Counter-Strike consumed most of my social life for the next few years in the form of playing online with friends and coworkers. Bear in mind this was before high speed internet was widely available and 56k modems were still the de rigueur of the day. Low bandwidth connections to the internet were problematic for first person shooters back then because whichever player had the faster dialup connection usually won – he can see and shoot the other guy before the other player knows he’s there because of network latency.
The effect of the latency dynamic to gameplay was that once you found a server with a good connection speed (i.e. low ping rate, generally 150-250 milliseconds) then you tended to frequent the same server over and over. That means you’re playing with the same bunch of folks over and over and friendships develop.
After a year or so playing with the same group of folks, someone, I have no idea who it was, suggested that we form a clan (internet geek speak for team) and start competing against other teams in one of the leagues that were springing up around the game. We said why not, and so we registered for Team Warfare League (TWL). About a year later we took first place in TWL.
At some point in the post-win festivities, someone suggested in our IRC channel that we all get together since we’d never actually met before in person, yet basically talked every day for the last two years and knew each other well. After a bunch of back and forth, we decided to meet at one of the guy’s house in Boston over a weekend in September. About fifteen of us drove or flew up from all over the east coast – Florida, New York, Vermont, Georgia, Texas, and Rhode Island to name few. Ages ranged from 16 to 55 and from all different walks of life. I’ll go ahead and say it – yes, meeting strangers on the internet is weird. However, it’s not altogether much different than when you finally meet a coworker that works remotely and that you’ve talked to on the phone for two years, yet never seen.

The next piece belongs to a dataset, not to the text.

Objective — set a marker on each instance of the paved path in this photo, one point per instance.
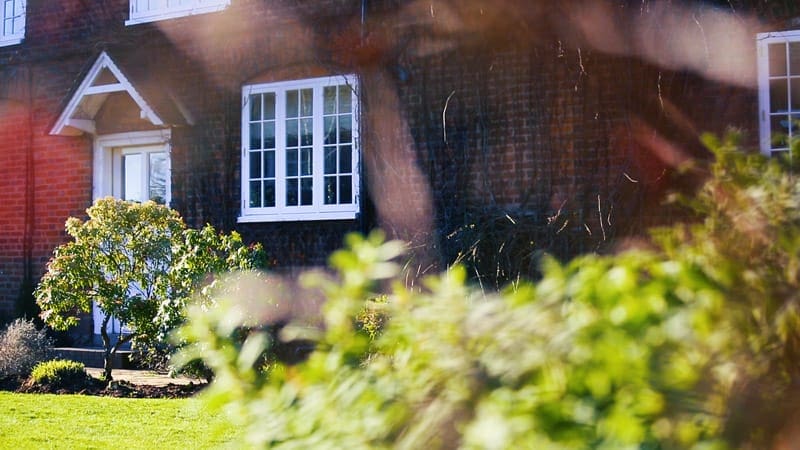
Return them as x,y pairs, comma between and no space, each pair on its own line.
143,377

On Saturday night, the night of our big celebration party, we opted to cook some steaks on the grill. One of the guys on our team, [‘sc,]2, or Sean in real life, was a chef in Providence. He looked in the cabinet, pulled out a mishmash of random stuff, and sent us to the store with a shopping list to get the rest. What follows is the recipe he used that night, and to date, is still the best steak I’ve ever had.

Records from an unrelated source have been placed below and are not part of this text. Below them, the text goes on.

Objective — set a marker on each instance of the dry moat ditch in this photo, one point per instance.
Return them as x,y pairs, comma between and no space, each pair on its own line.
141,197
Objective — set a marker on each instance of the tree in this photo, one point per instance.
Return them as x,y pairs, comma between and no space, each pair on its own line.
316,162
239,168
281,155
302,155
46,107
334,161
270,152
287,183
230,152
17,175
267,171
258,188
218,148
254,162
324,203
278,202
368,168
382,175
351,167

- 1 cup of extra virgin olive oil
- 1/4 cup balsamic vinegar
- 1/4 Worcestershire sauce
- 1 TB spoon oregano
- 1 TB spoon coarse kosher salt
- 1 TB spoon ground black pepper
- Honey. I’d estimate about 1/4 cup, but I tend to just hold the Honey Bear upside down and squirt a bunch into the Ziploc.
- Filet mignon, 1 batch of marinade will handle about 4 medium sized steaks
Put all the ingredients in a 1 gallon Ziploc bag, sans meat, and shake the bag well. That will mix everything together before you drop the meat in. Note, wrap the Ziploc seal around itself and hold it tightly or you will end up with marinade all over the kitchen. I know from experience.

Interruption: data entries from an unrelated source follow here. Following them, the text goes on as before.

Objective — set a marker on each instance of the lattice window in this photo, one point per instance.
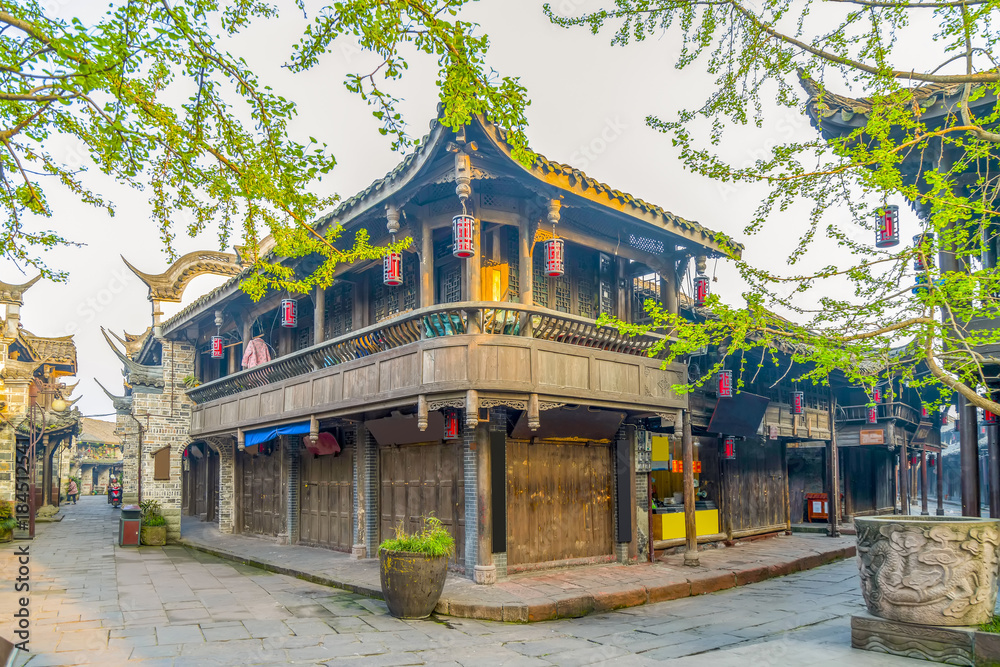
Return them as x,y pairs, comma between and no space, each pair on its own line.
564,293
513,263
585,288
540,282
339,309
451,284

After the marinade is mixed, drop the steak in and let it set for at least 2 hours, but longer is better. I generally try to get the steaks in the marinade the night before I cook them or at least in the morning around breakfast time. Note, if your refrigerator is very cold, the olive oil will congeal. Take it out every so often and shake things up, with the steak in the bag this time, to break up the congealing and make sure the meat is absorbing the flavors.
Cook the steaks on the grill, high direct heat ~500 degrees, charcoal works best rather than gas, and just be cautious of oil flare ups. A lot of the olive oil will soak into the meat and sometimes its best to let them sit on a plate and drain for 15-20 minutes while they come up to room temp. Cook to desired doneness, a medium-rare or medium is usually perfect. The honey will caramelize while cooking and you’ll end up with some very flavorful “crunchies” on the outside edges that are like little flavor bombs of Worcestershire, balsamic, and sweetness.